Birth certificates have gone big time. Everyone wants to see your birth certificate. Like genealogists they see them as accurate proof of birth.
It’s good genealogical practice to collect as much documentation as you can and certainly of critical facts. Birth and death are some of those critical facts. So we dutifully go to the courthouse or write or call and we spend a lot of money on vital records. We get them home, scan them into our computers and then what? Buy a bigger file drawer to store paper? Why are we doing this? The courthouses do not need our business.
Let’s look at death certificates. The more first hand experience dealing with death and the resulting death certificates I have the more inaccuracies I notice.

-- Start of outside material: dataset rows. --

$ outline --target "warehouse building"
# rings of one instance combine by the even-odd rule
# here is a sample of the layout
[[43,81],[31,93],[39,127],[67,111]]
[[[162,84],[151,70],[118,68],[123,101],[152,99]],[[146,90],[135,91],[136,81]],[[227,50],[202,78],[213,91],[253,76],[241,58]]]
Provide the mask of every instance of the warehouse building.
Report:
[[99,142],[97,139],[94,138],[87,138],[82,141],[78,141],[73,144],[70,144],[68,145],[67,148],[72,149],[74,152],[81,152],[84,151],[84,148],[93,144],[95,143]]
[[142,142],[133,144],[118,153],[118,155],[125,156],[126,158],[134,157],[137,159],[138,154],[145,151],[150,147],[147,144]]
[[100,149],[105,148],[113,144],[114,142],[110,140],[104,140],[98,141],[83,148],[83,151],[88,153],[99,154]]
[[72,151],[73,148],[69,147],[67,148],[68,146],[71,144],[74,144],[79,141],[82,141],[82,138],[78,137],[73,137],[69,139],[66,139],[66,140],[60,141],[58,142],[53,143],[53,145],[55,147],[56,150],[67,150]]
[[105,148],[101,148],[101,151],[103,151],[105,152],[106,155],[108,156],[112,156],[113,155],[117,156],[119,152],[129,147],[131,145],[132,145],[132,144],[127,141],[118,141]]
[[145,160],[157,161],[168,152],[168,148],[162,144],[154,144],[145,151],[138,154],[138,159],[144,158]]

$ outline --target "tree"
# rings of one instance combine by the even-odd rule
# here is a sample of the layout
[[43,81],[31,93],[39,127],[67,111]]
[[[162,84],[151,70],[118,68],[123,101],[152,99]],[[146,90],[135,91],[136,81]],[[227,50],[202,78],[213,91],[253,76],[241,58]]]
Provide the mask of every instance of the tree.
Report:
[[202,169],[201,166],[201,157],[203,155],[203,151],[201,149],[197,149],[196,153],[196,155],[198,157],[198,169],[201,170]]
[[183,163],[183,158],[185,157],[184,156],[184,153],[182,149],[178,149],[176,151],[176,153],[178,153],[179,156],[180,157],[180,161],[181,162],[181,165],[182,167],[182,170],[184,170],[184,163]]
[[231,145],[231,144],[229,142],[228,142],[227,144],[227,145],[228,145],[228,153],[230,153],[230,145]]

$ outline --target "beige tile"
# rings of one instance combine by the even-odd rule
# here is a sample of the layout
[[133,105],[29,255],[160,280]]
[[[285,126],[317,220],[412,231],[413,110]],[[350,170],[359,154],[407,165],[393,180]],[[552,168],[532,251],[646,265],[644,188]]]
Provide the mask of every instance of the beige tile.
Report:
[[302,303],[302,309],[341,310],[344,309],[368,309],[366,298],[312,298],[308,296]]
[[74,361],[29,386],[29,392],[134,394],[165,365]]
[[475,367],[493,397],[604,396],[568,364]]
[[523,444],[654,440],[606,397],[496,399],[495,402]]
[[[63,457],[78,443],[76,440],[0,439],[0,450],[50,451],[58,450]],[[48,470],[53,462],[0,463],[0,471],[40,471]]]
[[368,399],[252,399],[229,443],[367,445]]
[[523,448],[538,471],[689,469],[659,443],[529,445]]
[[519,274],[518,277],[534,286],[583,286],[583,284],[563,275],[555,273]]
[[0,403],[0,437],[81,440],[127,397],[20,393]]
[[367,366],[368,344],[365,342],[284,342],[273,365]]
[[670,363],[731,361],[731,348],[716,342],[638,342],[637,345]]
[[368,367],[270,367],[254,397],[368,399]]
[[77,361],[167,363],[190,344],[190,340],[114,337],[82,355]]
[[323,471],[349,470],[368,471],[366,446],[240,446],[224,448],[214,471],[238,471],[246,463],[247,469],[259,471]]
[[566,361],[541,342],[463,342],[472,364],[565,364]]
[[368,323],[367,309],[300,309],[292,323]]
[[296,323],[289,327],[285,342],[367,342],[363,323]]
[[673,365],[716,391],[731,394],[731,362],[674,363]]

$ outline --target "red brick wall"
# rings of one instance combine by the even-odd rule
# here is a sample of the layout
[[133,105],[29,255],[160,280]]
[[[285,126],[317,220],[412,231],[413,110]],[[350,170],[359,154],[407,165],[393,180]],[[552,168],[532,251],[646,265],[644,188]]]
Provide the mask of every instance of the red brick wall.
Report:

First, a death certificate is not a primary source. It is rarely if ever signed by a person who witnessed the death but rather the doctor of record for the person or the facility. S/he may not have seen the person in some time. Someone with some authority told them the person was dead and they signed off on it. Hmm. I see a mystery plot here.
The person who provided the background information on the person may have no clue. They don’t have to be related or present at the death or even have seen the person lately. If you haven’t noticed this before look at some of those in your collection.
Ok, the death date. Has to right, right? Ever talk to a witness to the death of someone who died in hospice at night? It might be the next day before the official arrives to officially declare them dead. Same thing happens in facilities. What about a person who dies unattended and that fact is not known for awhile, maybe days?
The death certificate probably is accurate as to the name of the funeral director. Very rarely, old funeral home records are located and, even more rarely, are made available to the public. Somehow I don’t think knowing that is the reason we are collecting the death certificates.